Les évangéliques suisses acceptent l’interdiction de dissimuler le visage en public

Le Réseau évangélique suisse (RES) et l’Alliance évangélique suisse (AES) sont d’avis que l’interdiction de dissimuler son visage dans l’espace public en Suisse est «acceptable». Les Conseils du RES et de la Schweizerische Evangelische Allianz (SEA-RES) l’ont fait savoir le 15 septembre 2017, dans une prise de position sur «les enjeux de l’interdiction de dissimuler son visage».

Les responsables évangéliques l’ont fait savoir à la date à laquelle le Comité d’Egerkingen, déjà à la base de l’initiative anti-minaret, devait remettre à la Chancellerie fédérale les 100’000 signatures pour son initiative populaire visant à l’interdiction de la burqa dans toute la Suisse.
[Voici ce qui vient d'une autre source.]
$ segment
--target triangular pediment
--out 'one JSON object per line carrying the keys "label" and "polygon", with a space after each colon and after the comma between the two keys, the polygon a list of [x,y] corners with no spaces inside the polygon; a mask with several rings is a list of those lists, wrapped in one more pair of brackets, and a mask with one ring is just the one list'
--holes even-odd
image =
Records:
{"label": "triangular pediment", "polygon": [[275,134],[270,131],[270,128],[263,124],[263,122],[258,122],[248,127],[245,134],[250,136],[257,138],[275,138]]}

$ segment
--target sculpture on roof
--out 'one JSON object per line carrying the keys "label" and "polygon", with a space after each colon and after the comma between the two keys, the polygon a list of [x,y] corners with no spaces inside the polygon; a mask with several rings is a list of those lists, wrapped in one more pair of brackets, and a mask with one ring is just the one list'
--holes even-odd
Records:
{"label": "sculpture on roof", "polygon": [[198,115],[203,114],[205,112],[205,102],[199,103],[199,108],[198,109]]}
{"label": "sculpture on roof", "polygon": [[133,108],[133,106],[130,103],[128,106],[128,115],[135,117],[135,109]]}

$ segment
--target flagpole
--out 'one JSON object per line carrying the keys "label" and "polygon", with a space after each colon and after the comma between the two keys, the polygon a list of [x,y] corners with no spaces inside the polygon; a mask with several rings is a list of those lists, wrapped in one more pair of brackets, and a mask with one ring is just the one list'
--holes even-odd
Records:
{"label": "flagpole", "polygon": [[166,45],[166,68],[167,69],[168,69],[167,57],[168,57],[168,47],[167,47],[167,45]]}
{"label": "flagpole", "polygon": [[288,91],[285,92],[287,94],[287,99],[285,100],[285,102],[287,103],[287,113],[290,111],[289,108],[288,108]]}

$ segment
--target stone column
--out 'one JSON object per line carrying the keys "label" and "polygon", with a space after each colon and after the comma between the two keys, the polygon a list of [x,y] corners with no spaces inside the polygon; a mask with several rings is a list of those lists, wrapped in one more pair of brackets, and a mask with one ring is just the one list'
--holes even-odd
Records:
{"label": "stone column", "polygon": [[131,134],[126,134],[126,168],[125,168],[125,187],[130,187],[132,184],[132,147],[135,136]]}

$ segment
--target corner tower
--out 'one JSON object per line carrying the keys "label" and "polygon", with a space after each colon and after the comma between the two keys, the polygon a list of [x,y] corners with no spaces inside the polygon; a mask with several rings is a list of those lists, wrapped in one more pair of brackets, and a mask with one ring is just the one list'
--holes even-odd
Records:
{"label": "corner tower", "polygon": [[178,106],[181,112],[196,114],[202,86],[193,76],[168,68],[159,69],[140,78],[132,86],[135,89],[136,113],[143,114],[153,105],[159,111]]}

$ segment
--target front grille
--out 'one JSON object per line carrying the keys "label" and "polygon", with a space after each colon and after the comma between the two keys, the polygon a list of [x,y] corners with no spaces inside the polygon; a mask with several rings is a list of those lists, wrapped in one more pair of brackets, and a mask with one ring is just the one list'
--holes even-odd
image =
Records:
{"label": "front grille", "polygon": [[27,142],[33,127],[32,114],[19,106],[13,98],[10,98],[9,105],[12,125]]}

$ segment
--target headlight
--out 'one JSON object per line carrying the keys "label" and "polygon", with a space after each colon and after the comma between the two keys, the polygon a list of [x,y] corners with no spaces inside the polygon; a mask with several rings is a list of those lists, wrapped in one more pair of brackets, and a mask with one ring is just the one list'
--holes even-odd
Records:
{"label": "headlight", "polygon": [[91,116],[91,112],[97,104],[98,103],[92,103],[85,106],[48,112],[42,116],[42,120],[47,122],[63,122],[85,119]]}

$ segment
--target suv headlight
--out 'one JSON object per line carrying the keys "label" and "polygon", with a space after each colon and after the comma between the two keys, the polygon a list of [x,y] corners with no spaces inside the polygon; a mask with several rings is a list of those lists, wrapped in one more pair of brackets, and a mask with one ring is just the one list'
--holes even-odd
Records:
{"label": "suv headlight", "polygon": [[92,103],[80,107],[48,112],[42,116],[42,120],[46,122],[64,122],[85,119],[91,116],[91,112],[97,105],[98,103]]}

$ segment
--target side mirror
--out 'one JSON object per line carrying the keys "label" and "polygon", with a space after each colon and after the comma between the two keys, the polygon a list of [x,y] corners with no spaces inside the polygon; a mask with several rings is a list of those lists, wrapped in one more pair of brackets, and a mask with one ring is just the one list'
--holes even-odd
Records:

L’initiative populaire du Comité d’Egerkingen a abouti

Suite à l’annonce faite le 15 septembre 2017 par le Comité d’Egerkingen à propos de l’aboutissement de leur nouvelle initiative populaire, les citoyens suisses seront probablement appelés à se prononcer sur cette question en 2019. L’initiative concerne à la fois le port d’un voile intégral, mais aussi d’autres formes de dissimulation du visage.

Initiative anti-burqa du Comité d’Egerkingen (Illustration: www.interdiction-dissimuler-visage.ch)

Les Conseils du Réseau évangélique suisse et de la Schweizerische Evangelische Allianz (SEA-RES) présentent leur point de vue sur les principaux enjeux de ce débat dans un document intitulé «Les enjeux de l’interdiction de dissimuler son visage».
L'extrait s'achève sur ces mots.